Fed up of other sim events being filled out with professional gamers you’ve never heard of and celebrity guests you’ve never heard of? Then this is the one for you. Each grid has more than 40 drivers – all of whom are actual racing drivers from actual real-life series (and Jimmy Broadbent, who at this point is pretty much a real racing driver anyway). Despite the talent involved, it’s still quite a chilled event – in the last race, Verstappen came on air to talk around a lap of Catalunya and chat with the commentators… while he was in the middle of the leading the race.

Other positives include the crammed schedule (six events in two weeks) as well as the on-screen graphics, which usefully lists the drivers’ series in case there are any names you haven’t heard of. Forget the slightly silly name – if you’re going to watch just one of the many sim racing events, it should probably be this one.

When and where can I watch it?
The third round takes place on Friday 27 March, with the action kicking off on Team Redline’s YouTube channel at 20:00 GMT.

There are a few more major events kicking off this weekend. IndyCar’s virtual season starts on Saturday at 20:00 GMT, with 26 cars – including many of the current grid – lining up to race on a fan-voted circuit on iRacing. It’ll be streamed live on IndyCar’s YouTube and Twitch channels.

The word of GT racing has also pulled together for what looks to be an absolutely colossal event. Using Assetto Corsa Competizione, 90 drivers – the majority of whom are real GT drivers – will compete in a charity event at Monza. Three races – two semi-finals and the final – will take place, each an hour in length. Head over to the GT World YouTube channel on Sunday at 12:30 GMT if you want to watch.

Ever watched sim racing on a bike game? No, me neither, but now’s as good a time as any. That’s because, on Sunday, MotoGP will host its own official ‘Stay at Home GP’ at Mugello at 14:00 GMT on the MotoGP YouTube channel using the MotoGP 19 game. Unlike F1’s virtual race, MotoGP has actually managed to get a load of the current grid to compete, including multiple champion Marc Marquez. Valentino Rossi was also set to compete, but he’s since had to withdraw.

There’s also the eNascar iRacing Pro Invitational Series to consider. This kicked off last weekend at virtual Homestead with a grid filled with actual Nascar drivers and it ended up being a great success.
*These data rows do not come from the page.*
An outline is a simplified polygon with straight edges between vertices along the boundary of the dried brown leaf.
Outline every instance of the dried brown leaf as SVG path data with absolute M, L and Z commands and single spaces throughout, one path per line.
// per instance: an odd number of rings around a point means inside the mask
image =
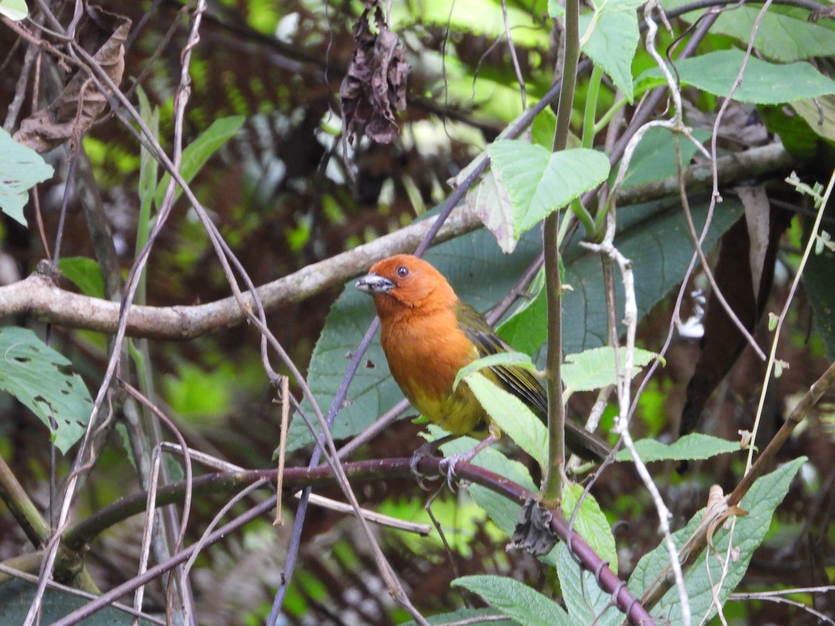
M 372 19 L 376 34 L 372 31 Z M 354 24 L 353 58 L 339 88 L 349 138 L 362 124 L 366 136 L 381 144 L 388 144 L 400 134 L 395 112 L 406 109 L 409 68 L 403 47 L 388 29 L 380 7 L 374 3 L 367 8 Z
M 130 23 L 124 16 L 91 5 L 78 30 L 78 43 L 116 85 L 124 72 L 124 41 Z M 104 94 L 80 69 L 54 101 L 21 122 L 14 139 L 36 152 L 51 150 L 67 139 L 78 142 L 106 105 Z

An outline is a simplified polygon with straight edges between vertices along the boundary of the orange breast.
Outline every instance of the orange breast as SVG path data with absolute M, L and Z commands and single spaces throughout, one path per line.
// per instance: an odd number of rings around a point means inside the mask
M 455 435 L 484 427 L 484 410 L 465 383 L 453 391 L 458 370 L 478 358 L 453 310 L 387 320 L 381 336 L 392 376 L 412 405 Z

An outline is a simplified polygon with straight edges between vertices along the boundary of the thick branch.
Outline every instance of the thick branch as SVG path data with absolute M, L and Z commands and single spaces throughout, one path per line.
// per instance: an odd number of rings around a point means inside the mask
M 374 260 L 404 250 L 413 250 L 433 223 L 424 220 L 391 235 L 318 263 L 258 289 L 266 310 L 301 302 L 367 268 Z M 454 211 L 435 238 L 445 241 L 476 230 L 478 219 L 461 210 Z M 253 305 L 252 297 L 244 299 Z M 31 314 L 45 321 L 73 328 L 113 333 L 119 323 L 119 305 L 67 291 L 44 273 L 36 272 L 19 282 L 0 287 L 0 318 Z M 138 306 L 130 309 L 127 334 L 152 339 L 190 339 L 239 324 L 244 312 L 234 297 L 194 306 Z
M 719 159 L 720 181 L 731 184 L 752 176 L 762 176 L 797 165 L 779 144 L 755 148 Z M 685 176 L 691 191 L 709 189 L 710 167 L 687 168 Z M 618 204 L 647 202 L 671 195 L 677 177 L 657 183 L 629 187 L 618 194 Z M 309 265 L 259 289 L 265 309 L 274 310 L 296 304 L 325 290 L 342 285 L 372 264 L 397 252 L 413 250 L 433 221 L 425 220 L 347 252 Z M 468 212 L 456 210 L 441 229 L 436 242 L 446 241 L 481 226 Z M 247 301 L 251 298 L 245 296 Z M 29 314 L 44 321 L 99 332 L 115 331 L 119 303 L 91 298 L 60 289 L 43 274 L 0 287 L 0 319 Z M 235 298 L 194 306 L 137 306 L 131 308 L 128 334 L 154 339 L 190 339 L 225 326 L 239 324 L 244 314 Z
Unfortunately, the only way to watch it is on Fox in the USA, so if you can’t access that channel, you’ll just have to wait for highlights to crop up on social media. Which is a shame, because the response to the first race was very positive.
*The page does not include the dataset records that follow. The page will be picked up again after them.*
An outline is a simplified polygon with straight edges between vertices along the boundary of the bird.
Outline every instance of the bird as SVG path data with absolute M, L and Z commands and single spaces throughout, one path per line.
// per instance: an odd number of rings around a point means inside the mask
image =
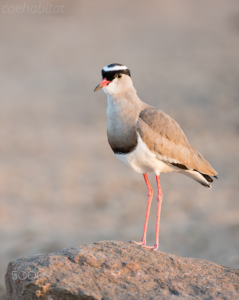
M 102 88 L 107 94 L 108 141 L 116 157 L 143 174 L 148 190 L 148 204 L 142 239 L 131 241 L 146 248 L 158 247 L 163 194 L 161 173 L 176 172 L 210 189 L 217 172 L 190 145 L 178 124 L 158 108 L 141 101 L 133 85 L 130 72 L 121 64 L 111 64 L 102 70 L 102 80 L 94 92 Z M 146 232 L 153 191 L 147 173 L 156 176 L 158 193 L 155 242 L 146 245 Z

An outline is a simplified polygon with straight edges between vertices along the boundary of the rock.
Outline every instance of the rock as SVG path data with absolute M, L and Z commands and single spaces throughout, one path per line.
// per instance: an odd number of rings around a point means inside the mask
M 239 299 L 239 270 L 103 241 L 9 262 L 9 300 Z

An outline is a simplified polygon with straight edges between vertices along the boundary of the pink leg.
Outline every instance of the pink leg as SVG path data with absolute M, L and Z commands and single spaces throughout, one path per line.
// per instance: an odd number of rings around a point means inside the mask
M 159 231 L 159 221 L 160 220 L 160 213 L 161 211 L 161 205 L 162 205 L 162 200 L 163 199 L 163 194 L 161 190 L 160 186 L 160 183 L 159 182 L 159 176 L 158 175 L 156 175 L 156 180 L 157 182 L 158 186 L 158 194 L 156 198 L 157 199 L 157 219 L 156 221 L 156 234 L 155 236 L 155 242 L 154 245 L 153 246 L 148 246 L 144 245 L 143 247 L 145 248 L 152 249 L 153 250 L 156 250 L 158 247 L 158 233 Z M 144 244 L 145 245 L 145 244 Z
M 146 232 L 147 231 L 147 226 L 148 225 L 148 220 L 149 220 L 149 214 L 151 202 L 152 202 L 152 199 L 153 198 L 153 190 L 151 187 L 150 183 L 149 183 L 147 174 L 146 173 L 144 173 L 143 174 L 143 175 L 148 189 L 148 196 L 149 197 L 147 210 L 146 210 L 146 215 L 145 217 L 145 220 L 144 221 L 144 226 L 143 227 L 143 236 L 141 242 L 136 242 L 134 241 L 130 241 L 130 243 L 134 243 L 138 245 L 145 246 L 146 243 Z

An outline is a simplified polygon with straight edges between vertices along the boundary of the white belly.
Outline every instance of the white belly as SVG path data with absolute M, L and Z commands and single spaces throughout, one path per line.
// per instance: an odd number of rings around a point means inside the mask
M 138 173 L 161 173 L 177 171 L 179 168 L 169 164 L 162 159 L 159 154 L 149 150 L 139 136 L 135 150 L 127 154 L 116 154 L 121 161 Z

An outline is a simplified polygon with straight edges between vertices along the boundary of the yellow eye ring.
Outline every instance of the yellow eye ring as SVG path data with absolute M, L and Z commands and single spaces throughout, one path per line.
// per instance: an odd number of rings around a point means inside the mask
M 119 73 L 118 74 L 117 74 L 116 77 L 118 79 L 120 79 L 120 78 L 122 78 L 122 74 L 121 73 Z

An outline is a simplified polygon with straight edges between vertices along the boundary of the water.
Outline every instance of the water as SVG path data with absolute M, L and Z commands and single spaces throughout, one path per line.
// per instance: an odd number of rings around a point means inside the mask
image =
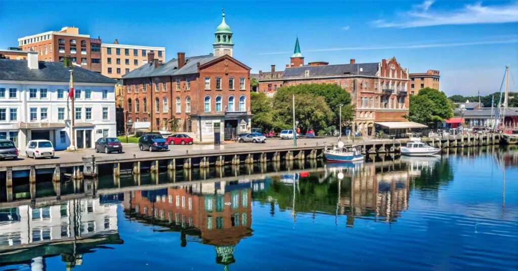
M 20 181 L 0 269 L 518 270 L 518 151 L 450 151 L 44 182 L 34 208 Z

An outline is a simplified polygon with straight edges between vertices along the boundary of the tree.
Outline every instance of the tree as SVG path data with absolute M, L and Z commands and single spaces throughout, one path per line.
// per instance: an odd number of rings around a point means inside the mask
M 410 99 L 407 119 L 421 123 L 437 123 L 453 117 L 453 106 L 444 92 L 425 88 Z

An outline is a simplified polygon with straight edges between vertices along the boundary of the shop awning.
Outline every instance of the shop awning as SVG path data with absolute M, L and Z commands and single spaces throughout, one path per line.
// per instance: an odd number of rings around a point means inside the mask
M 375 122 L 375 124 L 388 128 L 389 129 L 406 129 L 411 128 L 427 128 L 428 126 L 411 121 L 384 121 Z
M 451 119 L 446 120 L 445 122 L 449 124 L 451 124 L 453 123 L 462 123 L 464 122 L 463 121 L 464 120 L 462 118 L 452 118 Z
If you want to actually get involved with the action, then Lando Norris might be your best bet. He’s just announced a ‘Challenge Lando’ event on F1 2019 for PC, which will take place on Sunday evening.
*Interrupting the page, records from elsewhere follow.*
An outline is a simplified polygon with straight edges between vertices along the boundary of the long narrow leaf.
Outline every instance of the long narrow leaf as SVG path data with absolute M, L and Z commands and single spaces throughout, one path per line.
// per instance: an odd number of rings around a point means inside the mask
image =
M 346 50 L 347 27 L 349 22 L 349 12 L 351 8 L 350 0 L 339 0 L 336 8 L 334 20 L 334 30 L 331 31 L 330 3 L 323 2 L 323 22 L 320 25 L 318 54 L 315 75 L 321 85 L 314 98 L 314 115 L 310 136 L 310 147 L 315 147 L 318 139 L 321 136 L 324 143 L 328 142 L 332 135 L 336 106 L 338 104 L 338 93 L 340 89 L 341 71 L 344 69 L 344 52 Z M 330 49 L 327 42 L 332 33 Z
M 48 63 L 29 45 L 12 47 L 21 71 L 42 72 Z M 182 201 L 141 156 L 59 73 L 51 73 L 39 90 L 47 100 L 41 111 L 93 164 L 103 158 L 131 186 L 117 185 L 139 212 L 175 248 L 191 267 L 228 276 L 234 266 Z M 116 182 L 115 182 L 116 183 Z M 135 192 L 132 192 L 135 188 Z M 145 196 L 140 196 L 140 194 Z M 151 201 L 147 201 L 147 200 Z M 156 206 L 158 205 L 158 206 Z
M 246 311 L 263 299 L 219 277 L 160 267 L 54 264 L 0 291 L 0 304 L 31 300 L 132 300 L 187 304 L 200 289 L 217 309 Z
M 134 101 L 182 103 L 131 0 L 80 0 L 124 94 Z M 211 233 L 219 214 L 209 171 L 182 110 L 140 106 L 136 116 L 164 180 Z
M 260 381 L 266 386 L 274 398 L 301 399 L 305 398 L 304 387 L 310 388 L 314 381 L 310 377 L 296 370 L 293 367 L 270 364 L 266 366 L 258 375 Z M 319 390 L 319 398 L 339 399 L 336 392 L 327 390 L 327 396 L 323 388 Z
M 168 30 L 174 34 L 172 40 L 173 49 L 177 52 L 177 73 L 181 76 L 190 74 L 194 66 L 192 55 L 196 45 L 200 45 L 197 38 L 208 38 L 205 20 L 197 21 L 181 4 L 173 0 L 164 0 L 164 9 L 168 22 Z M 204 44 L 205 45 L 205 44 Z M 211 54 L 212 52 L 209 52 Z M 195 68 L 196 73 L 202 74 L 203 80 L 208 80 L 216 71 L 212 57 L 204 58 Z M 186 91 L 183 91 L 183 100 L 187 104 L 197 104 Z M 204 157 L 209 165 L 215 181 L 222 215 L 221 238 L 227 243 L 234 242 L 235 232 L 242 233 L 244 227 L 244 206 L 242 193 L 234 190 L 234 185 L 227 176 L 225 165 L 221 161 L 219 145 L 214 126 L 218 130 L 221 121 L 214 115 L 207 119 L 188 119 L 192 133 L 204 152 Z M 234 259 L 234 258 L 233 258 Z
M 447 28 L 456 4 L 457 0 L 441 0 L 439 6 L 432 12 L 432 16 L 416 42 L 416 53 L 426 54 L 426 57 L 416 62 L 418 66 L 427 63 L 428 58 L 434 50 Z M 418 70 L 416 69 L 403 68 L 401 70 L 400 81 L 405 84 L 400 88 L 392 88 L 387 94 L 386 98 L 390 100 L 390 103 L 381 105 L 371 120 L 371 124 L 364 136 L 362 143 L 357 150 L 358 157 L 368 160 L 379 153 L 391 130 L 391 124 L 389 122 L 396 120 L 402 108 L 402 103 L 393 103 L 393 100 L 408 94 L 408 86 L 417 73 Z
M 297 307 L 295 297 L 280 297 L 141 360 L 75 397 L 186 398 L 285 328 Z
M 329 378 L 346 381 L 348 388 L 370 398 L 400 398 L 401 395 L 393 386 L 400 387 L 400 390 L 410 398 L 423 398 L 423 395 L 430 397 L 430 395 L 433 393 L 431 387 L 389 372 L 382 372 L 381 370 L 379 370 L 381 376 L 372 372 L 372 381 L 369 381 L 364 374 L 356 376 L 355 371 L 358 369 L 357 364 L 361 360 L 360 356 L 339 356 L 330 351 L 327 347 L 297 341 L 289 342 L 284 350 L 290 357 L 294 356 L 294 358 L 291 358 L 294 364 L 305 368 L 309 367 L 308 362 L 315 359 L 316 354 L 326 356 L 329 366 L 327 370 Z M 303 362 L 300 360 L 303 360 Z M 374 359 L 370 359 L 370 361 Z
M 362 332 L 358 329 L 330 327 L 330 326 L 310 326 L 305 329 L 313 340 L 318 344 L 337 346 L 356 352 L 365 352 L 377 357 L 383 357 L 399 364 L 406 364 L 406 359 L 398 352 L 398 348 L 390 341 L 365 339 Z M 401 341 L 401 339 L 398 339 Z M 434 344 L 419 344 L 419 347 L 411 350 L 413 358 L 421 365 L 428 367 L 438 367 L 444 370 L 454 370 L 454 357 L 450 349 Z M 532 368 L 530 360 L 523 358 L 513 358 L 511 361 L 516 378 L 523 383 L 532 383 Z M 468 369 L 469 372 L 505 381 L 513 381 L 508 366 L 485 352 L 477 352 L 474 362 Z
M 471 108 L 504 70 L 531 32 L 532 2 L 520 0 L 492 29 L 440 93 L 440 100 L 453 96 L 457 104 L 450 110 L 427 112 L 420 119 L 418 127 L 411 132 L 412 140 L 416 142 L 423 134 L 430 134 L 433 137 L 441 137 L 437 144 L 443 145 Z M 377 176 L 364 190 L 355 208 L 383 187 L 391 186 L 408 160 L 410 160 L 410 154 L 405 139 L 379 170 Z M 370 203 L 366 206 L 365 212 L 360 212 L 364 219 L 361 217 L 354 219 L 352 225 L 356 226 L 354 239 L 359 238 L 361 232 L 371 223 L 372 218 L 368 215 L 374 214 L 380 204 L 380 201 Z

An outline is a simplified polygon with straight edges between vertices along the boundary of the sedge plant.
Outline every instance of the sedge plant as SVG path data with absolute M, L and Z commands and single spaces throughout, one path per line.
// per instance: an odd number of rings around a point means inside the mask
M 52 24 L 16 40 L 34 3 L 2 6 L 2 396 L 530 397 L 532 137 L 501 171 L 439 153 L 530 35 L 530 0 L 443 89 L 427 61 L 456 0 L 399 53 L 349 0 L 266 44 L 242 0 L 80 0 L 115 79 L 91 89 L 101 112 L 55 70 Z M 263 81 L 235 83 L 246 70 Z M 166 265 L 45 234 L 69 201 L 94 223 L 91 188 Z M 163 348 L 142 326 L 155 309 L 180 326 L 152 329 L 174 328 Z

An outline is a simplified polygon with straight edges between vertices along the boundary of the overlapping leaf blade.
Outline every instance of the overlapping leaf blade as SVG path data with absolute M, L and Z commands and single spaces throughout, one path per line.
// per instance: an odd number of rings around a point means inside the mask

Have you been watching any sim racing over the last couple of weeks? Which ones have been your favourite? And if you’re new to the whole things, which ones take your fancy?

Even if you have no interest in virtual racing, seriously, give it a go. So what if certain aspects aren’t real – they’re still real drivers, sitting down and applying real driving techniques in order to compete against each other on software with an incredibly high level of realism. Other sports don’t have this luxury, and with the majority of sport on hiatus for the foreseeable future, it’s an absolute blessing that we’ve at least got sim racing as not only a substitute, but an incredibly entertaining one at that. Let’s make the most of it!